Проснувшись, он сразу осознал, что уже не тот человек, кто вчера пошел спать. Во всяком случае, он мог понимать то, что говорит Шари. Вчера он слышал ее голос, но ее слова сливались в непрерывный шум — высокий, дерущий уши. Он потряс головой. Да, нельзя сказать, что он совсем поправился. Общая слабость в теле. Но он мог встать, пройтись — на это сил хватает: беспокойство понемногу утихало.
Шари закричала на него:
— Тебе-стало-лучше? Боже-мой-я-думала-ты-уже-кочан! — так он воспринимал ее речь.
— Подожди, подожди! — он поймал ее за руку. — Шари, помедленней! От тебя у меня голова кружится!
— Ты-такой-медлительный-стал!
Да, у них сейчас был различный темп восприятия. Они общались, как заяц с черепахой, — он отставал от нее. Марсден стал производить переучет своему израненному телу. Обнаружил волдыри на ногах, шрамы и ссадины на руках, шишки на голове. Только теперь осознал он, что вырвался из объятий смерти.
Необычайно громкий взрыв на улице заставил его вздрогнуть. Весь дом тряхнуло. Шари подбежала к окну, взвизгнула, отскочила назад, заметалась по комнате — так воспринимал ее поведение Марсден.
— Что это за пальба у нас идет? — проговорил он с трудом.
Шари открыла рог и дала пулеметную очередь слов. Он понял только про «этих несчастных из Мальборо-сити». Еще одно мощное сотрясение воздуха. Он сам поплелся к окну. Ведь Мальборо-сити был расположен милях в двухстах от Лоадена. Он стал понимать, что происходит в стране. Вырисовывалась страшная картина — оправдались его самые мрачные предчувствия…
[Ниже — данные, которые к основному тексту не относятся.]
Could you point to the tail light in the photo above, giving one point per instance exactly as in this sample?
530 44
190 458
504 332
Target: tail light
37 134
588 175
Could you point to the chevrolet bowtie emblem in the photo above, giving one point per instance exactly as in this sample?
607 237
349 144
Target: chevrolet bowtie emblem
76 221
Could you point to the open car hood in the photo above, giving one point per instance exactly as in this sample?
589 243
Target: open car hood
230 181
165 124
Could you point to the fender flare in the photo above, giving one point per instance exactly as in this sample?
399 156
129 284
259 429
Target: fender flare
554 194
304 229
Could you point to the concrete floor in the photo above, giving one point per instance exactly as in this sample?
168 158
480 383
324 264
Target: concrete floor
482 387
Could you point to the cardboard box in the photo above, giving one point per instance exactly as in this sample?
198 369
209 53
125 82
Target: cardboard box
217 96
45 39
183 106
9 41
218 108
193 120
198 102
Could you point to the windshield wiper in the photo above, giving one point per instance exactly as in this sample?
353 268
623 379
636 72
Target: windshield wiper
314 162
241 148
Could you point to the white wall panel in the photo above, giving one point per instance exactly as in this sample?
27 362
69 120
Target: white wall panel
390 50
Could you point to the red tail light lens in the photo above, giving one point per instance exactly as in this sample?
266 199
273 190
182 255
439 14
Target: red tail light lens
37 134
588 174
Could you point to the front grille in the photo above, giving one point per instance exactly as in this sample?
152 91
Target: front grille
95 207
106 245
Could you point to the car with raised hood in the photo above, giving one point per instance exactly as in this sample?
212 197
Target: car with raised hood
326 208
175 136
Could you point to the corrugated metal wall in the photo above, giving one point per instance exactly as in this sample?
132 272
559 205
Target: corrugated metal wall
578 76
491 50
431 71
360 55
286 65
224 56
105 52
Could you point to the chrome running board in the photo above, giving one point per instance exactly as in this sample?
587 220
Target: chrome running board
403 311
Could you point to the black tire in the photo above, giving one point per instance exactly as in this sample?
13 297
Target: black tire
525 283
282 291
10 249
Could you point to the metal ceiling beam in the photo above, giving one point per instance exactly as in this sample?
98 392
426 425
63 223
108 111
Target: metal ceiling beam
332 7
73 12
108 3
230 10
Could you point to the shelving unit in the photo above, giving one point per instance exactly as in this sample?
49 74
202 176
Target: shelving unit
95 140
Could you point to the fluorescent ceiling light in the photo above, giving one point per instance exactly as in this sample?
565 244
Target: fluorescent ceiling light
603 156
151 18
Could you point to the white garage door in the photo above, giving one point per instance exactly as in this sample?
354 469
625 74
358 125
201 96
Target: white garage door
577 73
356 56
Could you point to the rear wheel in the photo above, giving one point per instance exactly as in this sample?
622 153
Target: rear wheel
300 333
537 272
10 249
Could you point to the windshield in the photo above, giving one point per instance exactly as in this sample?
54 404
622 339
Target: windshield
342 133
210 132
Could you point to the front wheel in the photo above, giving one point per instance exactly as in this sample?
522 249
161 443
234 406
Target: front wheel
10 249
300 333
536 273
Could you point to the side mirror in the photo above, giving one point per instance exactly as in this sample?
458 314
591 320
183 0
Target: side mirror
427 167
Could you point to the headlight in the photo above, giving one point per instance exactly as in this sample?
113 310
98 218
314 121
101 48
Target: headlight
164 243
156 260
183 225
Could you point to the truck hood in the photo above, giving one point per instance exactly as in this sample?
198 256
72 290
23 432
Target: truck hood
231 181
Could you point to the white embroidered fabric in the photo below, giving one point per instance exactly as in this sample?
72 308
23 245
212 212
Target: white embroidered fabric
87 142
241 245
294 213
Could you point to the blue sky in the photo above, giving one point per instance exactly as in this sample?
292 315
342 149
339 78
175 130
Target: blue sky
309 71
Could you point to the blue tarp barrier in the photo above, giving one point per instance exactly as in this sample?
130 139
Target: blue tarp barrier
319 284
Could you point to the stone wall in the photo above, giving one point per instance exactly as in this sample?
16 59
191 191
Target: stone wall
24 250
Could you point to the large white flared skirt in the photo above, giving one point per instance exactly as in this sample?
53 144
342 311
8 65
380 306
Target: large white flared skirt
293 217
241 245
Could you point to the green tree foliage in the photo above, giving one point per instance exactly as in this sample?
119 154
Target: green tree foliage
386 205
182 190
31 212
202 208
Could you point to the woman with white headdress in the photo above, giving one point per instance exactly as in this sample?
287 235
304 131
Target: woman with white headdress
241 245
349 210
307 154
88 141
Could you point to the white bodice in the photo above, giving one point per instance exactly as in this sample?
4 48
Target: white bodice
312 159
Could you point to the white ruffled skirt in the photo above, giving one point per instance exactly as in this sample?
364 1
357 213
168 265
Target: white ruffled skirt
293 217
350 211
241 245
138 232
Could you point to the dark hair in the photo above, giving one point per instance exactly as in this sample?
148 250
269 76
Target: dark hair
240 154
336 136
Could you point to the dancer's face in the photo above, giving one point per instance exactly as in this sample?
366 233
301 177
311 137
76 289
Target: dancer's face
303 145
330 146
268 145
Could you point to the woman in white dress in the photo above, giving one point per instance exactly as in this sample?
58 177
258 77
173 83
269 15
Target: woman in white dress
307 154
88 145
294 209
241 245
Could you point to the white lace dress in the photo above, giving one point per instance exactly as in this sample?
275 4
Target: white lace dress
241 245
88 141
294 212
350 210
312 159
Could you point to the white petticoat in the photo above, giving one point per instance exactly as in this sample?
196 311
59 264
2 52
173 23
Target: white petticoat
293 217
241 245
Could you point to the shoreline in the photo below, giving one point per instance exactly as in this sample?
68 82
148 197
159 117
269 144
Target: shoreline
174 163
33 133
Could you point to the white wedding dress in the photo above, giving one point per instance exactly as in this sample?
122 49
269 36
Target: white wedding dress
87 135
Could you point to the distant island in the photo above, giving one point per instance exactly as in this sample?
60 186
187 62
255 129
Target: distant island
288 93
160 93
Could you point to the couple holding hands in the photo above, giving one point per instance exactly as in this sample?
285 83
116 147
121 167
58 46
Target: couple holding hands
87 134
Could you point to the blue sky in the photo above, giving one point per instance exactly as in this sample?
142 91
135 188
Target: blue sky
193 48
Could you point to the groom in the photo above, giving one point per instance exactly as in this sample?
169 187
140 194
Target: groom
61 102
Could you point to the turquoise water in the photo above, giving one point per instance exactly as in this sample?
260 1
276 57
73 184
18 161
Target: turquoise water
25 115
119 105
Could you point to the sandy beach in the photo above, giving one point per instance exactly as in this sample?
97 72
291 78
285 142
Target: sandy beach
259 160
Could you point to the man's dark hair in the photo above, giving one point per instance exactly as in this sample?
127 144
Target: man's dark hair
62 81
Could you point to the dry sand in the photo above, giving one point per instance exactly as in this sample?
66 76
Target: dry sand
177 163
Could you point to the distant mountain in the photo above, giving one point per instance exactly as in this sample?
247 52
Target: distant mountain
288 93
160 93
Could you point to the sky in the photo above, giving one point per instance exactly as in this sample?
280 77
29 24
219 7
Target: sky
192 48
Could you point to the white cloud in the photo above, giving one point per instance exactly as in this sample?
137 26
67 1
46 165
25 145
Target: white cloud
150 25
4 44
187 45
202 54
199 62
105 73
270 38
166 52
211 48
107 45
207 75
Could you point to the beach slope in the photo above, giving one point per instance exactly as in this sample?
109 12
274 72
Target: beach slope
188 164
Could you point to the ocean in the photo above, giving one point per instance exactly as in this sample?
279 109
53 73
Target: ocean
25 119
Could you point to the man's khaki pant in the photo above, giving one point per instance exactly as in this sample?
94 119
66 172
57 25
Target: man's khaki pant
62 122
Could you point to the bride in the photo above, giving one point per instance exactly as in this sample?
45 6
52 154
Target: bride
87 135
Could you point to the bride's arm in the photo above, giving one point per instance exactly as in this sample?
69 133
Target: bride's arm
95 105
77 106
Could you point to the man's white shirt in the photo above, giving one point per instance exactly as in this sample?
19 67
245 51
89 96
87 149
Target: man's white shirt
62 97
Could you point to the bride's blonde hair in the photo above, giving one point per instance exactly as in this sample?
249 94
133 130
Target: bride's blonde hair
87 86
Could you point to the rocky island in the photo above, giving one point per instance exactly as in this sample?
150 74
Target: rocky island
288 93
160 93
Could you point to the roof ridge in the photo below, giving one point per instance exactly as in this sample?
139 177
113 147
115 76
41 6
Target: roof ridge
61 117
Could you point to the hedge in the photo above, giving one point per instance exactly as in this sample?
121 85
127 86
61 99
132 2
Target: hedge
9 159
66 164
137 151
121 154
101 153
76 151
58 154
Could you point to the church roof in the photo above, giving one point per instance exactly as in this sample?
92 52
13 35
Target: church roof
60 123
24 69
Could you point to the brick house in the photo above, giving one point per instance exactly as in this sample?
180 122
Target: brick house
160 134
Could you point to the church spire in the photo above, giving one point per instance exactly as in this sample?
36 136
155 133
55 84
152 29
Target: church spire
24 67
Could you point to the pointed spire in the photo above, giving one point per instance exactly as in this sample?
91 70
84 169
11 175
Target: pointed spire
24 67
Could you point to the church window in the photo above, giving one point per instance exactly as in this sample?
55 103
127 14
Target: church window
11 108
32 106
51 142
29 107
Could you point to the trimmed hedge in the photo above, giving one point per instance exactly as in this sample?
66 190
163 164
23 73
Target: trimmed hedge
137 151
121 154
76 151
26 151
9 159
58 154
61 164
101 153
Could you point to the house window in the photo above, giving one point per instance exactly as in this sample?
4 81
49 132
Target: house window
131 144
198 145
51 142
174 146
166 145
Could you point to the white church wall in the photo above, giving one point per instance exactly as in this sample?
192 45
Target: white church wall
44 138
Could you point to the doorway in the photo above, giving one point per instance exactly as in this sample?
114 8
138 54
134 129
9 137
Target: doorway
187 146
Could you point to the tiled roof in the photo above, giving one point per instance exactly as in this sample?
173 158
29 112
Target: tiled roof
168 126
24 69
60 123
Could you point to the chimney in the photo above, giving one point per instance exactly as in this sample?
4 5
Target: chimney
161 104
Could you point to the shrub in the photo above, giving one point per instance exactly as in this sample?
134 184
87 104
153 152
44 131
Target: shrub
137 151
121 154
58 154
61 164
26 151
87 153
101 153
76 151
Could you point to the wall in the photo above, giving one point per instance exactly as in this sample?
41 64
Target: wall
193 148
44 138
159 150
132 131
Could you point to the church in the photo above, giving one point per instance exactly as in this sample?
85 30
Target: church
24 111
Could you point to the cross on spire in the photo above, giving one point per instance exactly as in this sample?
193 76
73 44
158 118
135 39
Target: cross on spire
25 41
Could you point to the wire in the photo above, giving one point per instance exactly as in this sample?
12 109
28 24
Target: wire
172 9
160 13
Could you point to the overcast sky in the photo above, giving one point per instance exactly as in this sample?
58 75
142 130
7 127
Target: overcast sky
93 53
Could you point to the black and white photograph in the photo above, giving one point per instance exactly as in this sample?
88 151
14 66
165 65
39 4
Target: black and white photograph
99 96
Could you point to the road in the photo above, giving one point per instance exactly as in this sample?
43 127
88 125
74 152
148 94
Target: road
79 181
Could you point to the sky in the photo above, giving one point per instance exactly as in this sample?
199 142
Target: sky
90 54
Шари подбежала к нему, принесла все их оружие: спортивную винтовку и «карпентер». Было видно, что она вполне освоила оружие. Марсден узнал и в этом болезненные симптомы разлагающейся цивилизации: пока он был в пустыне, мир изменился.
Да, Планета Парсло поверила наконец в то, что он говорил, и результатом стало вот это варварство…
В окно можно было видеть Хай-стрит и парк — там уже не было походных палаток. На их месте чернели кострища, кое-где они еще дымились и даже догорал огонь. Между кострами бегали мужчины и женщины, стреляя друг в друга, бросая самодельные гранаты — бутылки с горючей смесью. Дрались врукопашную ножами и железными прутьями… Лужи крови на земле… Послышались новые взрывы. Рушились фасады домов, и люди разбегались, как муравьи из разоряемого муравейника… Он не мог разобраться в этой страшной картине.